Nightmare start for Button

Jenson Button made a nightmare start to the British Grand Prix today.

Jenson Button made a nightmare start to the British Grand Prix today.

While the top three got away safely at the front, pole-sitter Sebastian Vettel leading from Brawn GP’s Rubens Barrichello and Red Bull Racing team-mate Mark Webber, championship leader Button went backwards from sixth place, dropping to ninth place to severely dent his hopes of a seventh win in 2009.

Williams driver Kazuki Nakajima moved up to fourth place off the start after passing Toyota’s slow-starting Jarno Trulli, which in turn held up the Brawn of Button.

Ferrari’s Kimi Raikkonen was the big winner off the line, leapfrogging to fifth pace from ninth on the grid.

With Adrian Sutil’s Force India car starting from the pit lane after his heavy qualifying shunt, McLaren’s Lewis Hamilton moved up a place to 18th on the grid and was 15th by the end of lap one.

Button was on the move on lap two, however, profiting from a mistake by Ferrari's Felipe Massa who ran wide in Stowe to concede eighth place to the Englishman.

Further back Hamilton was in the wars as he was held up by the Renault of Fernando Alonso, the reigning world champion forced onto the grass and allowing BMW Sauber’s Robert Kubica to pass.

Vettel was in a league of his own at the front, however, and by lap nine had opened up a 9.6-second lead over Barrichello, who was being kept more than honest by the faster-looking and no doubt frustrated Webber.

Nakajima, meanwhile, was proving that his qualifying pace was no flash in the pan as he began to pull away from the Ferrari of Raikkonen, the Japanese with a two-second lead over the former world champion by lap 12.
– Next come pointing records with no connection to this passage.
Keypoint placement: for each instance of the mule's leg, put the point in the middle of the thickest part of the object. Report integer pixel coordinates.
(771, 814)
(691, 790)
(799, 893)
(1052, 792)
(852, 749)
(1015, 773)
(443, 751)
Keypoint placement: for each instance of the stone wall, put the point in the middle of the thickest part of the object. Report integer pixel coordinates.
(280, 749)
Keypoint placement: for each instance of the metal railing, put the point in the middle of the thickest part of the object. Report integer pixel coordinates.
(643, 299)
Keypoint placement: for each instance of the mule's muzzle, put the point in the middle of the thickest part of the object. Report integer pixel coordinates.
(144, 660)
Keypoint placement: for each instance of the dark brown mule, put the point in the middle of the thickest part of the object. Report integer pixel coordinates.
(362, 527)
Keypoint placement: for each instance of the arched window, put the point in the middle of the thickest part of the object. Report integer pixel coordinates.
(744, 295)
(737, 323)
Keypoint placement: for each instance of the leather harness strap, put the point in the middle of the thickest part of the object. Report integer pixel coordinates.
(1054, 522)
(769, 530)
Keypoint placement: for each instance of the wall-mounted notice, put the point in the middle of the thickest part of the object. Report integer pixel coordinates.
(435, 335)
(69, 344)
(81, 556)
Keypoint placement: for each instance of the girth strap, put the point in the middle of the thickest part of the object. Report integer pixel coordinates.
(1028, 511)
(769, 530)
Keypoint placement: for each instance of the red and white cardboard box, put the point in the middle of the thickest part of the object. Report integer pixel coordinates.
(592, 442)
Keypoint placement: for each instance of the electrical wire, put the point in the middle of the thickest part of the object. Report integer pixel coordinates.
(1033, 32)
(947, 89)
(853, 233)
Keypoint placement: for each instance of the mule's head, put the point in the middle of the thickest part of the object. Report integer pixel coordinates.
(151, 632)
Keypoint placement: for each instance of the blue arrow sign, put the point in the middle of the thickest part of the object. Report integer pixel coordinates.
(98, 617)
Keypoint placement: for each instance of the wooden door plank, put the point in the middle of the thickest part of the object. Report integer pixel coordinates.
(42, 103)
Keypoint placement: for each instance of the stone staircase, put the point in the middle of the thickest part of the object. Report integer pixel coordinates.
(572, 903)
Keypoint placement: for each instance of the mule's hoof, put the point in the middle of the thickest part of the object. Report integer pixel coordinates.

At the back of the field, Heikki Kovalainen was giving a good indication of the woes currently gripping the McLaren team as he found himself running down in 19th place and in no real danger of passing the Toro Rosso of Sebastien Buemi in front of him.

Alonso and the BMW Sauber of Nick Heidfeld were providing the best of the action with their scrap over 12th, the Spaniard harrying the tail of the German’s car, which was struggling with front wing damage from an early tangle.

Back at the front, Vettel continued to pull away at the rate of a second per lap as he opened up a 15.8-second lead by lap 15.